Mr Chizhov, who was head of Russia's relations with Ireland in the 1990s, also pointed to the specific legal difficulties that Ireland and some other EU states, which require a UN mandate to deploy troops abroad, would face if Kosovo declared independence. "You will have to pull out," he said, referring to the 280 Irish soldiers taking part in the 15,000-strong K-For force.

"My personal judgment would be that the moment K-For starts violating 1244, like hypothetically using force against Kosovar Serbs protesting against a unilateral declaration of independence, that would be the moment that K-For would be crossing the line," said Mr Chizhov. "K-For is mandated to implement 1244, not to undermine it."

Under the Irish triple-lock system, members of the Defence Forces cannot be deployed overseas without a UN mandate, Government and Dáil approval.
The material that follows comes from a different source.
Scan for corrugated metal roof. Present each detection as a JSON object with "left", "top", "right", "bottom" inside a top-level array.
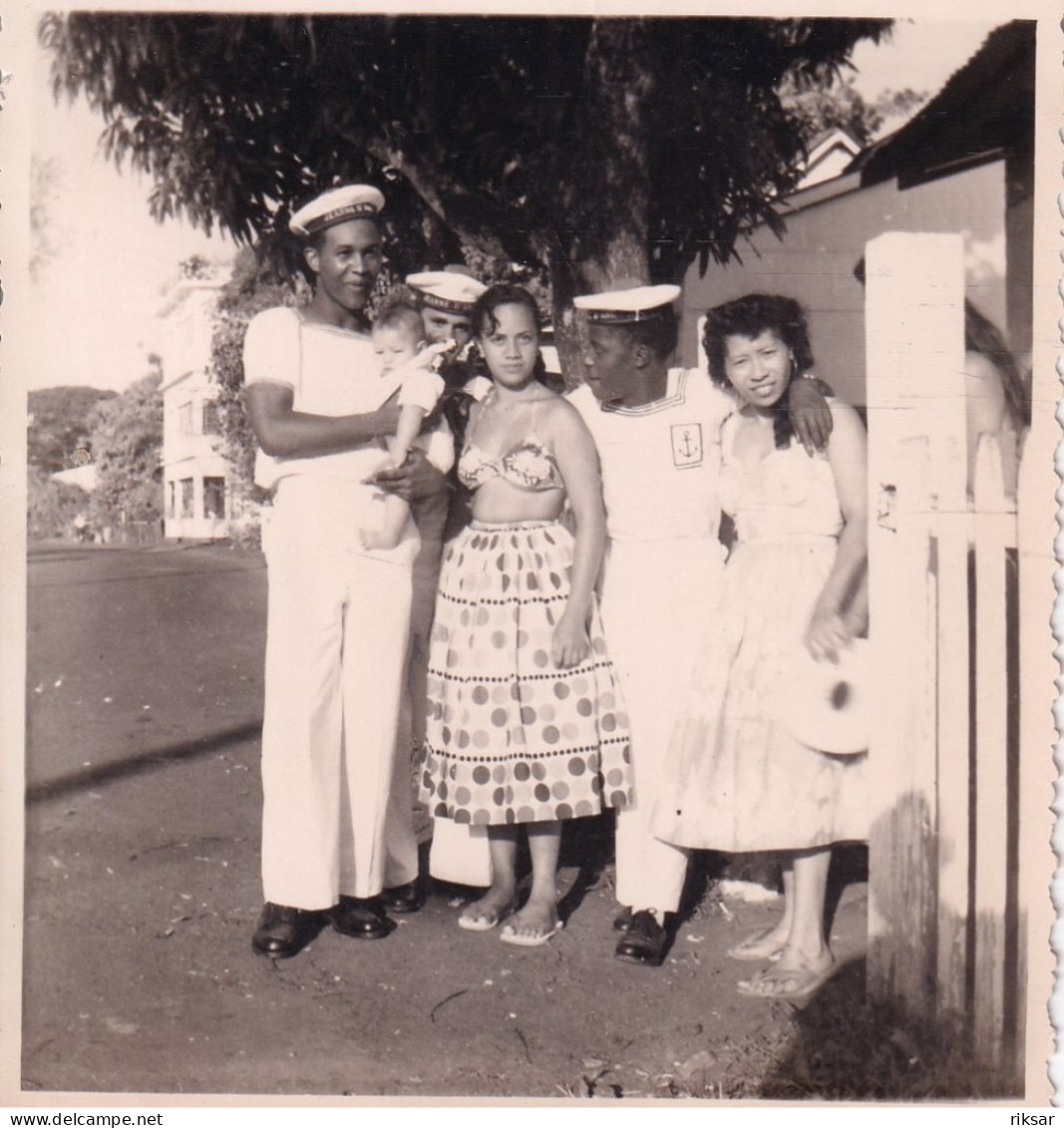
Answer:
[{"left": 847, "top": 20, "right": 1036, "bottom": 188}]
But the Government insisted yesterday that Irish troops will be able to stay in Kosovo after independence.

Minister for Foreign Affairs Dermot Ahern replied in answer to a Dáil question yesterday that the Attorney General had advised that 1244 would continue to provide the legal basis until it was rescinded by the UN Security Council.

He said Ireland also intends to contribute gardaí to the proposed police mission. "We also intend to contribute members of the Garda to the planned ESDP rule of law mission which was endorsed by the European Council last December," said Mr Ahern.

However, Labour spokesman on foreign affairs Michael D Higgins said he didn't agree that the UN mandate continued. "You clearly would have to take the troops home if independence is declared," he added.

Meanwhile, Serbia's nationalistic prime minister, Vojislav Kostunica, has blocked the signing of an interim political agreement with the EU due to take place today in an effort to delay Kosovo's independence.